But just consider what a JustWorks(tm) app really entails.

You certainly need a good designer with a firm grasp of UX design and making
everything very shiny.

You also most certainly need somebody who will market your app and make sure
it even finds those oh-so-independent office people.

And once your user-base grows to a number high enough to sustain your app at
all, you're going to have to handle them somehow ... because we all know
JustWorks(tm) means a few guys sweating in the background over the next dumb
thing somebody inputs where they weren't supposed to.

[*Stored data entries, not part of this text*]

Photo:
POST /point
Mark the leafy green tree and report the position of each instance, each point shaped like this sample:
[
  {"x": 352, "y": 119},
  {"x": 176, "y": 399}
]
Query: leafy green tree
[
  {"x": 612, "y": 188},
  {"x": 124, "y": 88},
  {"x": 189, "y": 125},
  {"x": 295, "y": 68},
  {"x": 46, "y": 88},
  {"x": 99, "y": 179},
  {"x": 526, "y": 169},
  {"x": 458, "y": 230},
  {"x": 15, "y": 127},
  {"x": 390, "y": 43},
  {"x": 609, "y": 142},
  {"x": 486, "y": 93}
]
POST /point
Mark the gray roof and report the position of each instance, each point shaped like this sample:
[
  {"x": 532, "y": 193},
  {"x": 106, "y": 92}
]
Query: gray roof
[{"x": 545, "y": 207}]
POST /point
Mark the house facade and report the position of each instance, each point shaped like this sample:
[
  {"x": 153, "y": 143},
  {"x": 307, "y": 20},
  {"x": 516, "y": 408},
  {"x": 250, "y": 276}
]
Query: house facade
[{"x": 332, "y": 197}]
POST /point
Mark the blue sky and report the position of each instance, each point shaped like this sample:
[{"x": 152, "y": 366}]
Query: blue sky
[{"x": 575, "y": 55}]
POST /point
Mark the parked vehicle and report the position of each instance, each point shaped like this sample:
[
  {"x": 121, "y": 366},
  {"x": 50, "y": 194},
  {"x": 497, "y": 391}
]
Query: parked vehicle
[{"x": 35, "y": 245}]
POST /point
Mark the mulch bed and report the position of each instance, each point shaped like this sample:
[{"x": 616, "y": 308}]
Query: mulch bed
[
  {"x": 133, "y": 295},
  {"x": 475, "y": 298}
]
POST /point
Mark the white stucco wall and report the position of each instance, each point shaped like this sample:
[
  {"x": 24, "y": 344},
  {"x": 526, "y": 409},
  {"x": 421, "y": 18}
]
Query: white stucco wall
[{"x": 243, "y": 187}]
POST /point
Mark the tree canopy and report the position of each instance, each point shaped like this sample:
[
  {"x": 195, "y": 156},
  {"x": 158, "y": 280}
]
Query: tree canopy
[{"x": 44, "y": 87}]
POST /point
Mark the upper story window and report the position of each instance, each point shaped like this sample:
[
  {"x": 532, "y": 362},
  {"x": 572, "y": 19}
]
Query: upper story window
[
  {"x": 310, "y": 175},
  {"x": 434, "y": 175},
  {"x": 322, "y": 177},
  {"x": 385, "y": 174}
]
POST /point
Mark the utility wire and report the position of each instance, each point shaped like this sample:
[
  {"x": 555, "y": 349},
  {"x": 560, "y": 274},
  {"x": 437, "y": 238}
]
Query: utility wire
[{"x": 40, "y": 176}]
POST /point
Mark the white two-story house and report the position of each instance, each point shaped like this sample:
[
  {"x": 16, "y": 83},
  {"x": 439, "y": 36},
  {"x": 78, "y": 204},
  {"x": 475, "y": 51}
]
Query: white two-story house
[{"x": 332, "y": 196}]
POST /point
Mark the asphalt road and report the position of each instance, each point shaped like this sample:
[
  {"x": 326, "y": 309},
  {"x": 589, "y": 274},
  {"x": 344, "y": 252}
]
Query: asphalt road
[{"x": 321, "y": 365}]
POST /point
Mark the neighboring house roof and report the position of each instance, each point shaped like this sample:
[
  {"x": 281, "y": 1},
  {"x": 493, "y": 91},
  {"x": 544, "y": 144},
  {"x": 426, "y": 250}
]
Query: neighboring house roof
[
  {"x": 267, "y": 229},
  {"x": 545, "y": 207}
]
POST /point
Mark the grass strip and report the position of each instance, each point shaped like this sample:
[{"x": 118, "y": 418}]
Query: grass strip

With that consideration in mind, it would seem we are entering the decade of
the scrappy startup.

------
muffinman2010
Please, lets not enter an age of programmers that act like kanye west. I
really hope programmers don't adopt this point of view, I go to an "ivy
league" cs uni, and I'm seeing my peers adopt this douchie ego - were they
think they control the world. I don't completely agree with this article its
taking a very startup / silicon valley approach to the whole argument, the
bigger the company gets the easier it becomes to afford more programmers, I
know it may be hard to believe but there are programmers outside silicon
valley, and most third world countries, india, china, Indonesia , Dubai have
ramped up their post secondary programs, every industry has its bubbles, cs is
now, a year ago it was accountants, its completly normal, doesn't mean we're
gonna rule the world.